Ever the pragmatist Nick Katzenbach drew enormous comfort from the knowledge that the Administration, having realized that it was in a deep hole, had finally stopped digging.
“I expected the British to play hard ball,” he observed as the limousine, one of the new Chrysler Presidential armoured cars, and its escorting convoy swept down empty streets. Two-thirds of the population of DC had been evacuated or had decamped in the weeks since the rebellion. Large areas, whole neighbourhoods were gutted, wrecked and while most of the main thoroughfares had been cleared by the Corps of Engineers, Washington was a ghost town patrolled by Marines, National Guardsmen and heavily armed MPs. There was still looting in the ruins, low-level rioting randomly erupted and new fires were set most nights somewhere in the city. Much of the surrounding countryside was a lawless place patrolled by vigilantes. General Shoup, the Military Governor of the District of Columbia and the designated twenty-five mile ‘corridor’ around it, was systematically bringing districts back under control but his priority was the security of what remained of the ‘Federal Estate’, the safety of government and other ‘vital’ services, hospitals, transportation links and infrastructure, feeding the survivors and ‘cleansing’ the city of the last ‘hold out’ rebels. That senior Administration members could still only move about DC in armoured limousines with machine-gun toting escorts — over a month after the main fighting had ended — spoke eloquently to the chaos which persisted and the fundamental soundness of the decision to transfer the Federal Government to Philadelphia.

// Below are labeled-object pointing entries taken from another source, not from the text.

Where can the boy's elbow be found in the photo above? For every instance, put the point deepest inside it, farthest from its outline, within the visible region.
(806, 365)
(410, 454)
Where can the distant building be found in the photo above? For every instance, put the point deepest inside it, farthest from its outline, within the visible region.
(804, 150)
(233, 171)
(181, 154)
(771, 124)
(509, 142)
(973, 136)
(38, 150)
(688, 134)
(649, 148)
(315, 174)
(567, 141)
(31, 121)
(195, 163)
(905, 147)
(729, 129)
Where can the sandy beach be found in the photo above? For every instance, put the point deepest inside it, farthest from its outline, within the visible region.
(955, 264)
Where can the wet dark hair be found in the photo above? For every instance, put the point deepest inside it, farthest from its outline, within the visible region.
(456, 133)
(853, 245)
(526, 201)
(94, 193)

Bobby Kennedy was sitting with his back to the driver. He nodded thoughtfully towards Katzenbach directly opposite him in the right hand back seat. Each man had a senior staffer at his elbow, neither of whom had said a word thus far during the journey.
“Fulbright called it right,” he conceded. He and the new Secretary of State were antipathetic characters and it did not help that in the run up to the Cuban Missiles War, he and Fulbright’s predecessor, Dean Rusk, had been the men trying to defuse the situation — ultimately unsuccessfully — with the Soviet Embassy in Washington. Everybody said that if Fulbright had been running those talks that there might not even have been a Cuban Missiles Crisis. Nick Katzenbach had told Bobby Kennedy that was ‘nonsense’; his elder brother had used much stronger language. Nevertheless, Bobby knew that the question would never, ever go away. “He said the Brits just wanted to go back to the way they thought things stood the day before the war. He was right.”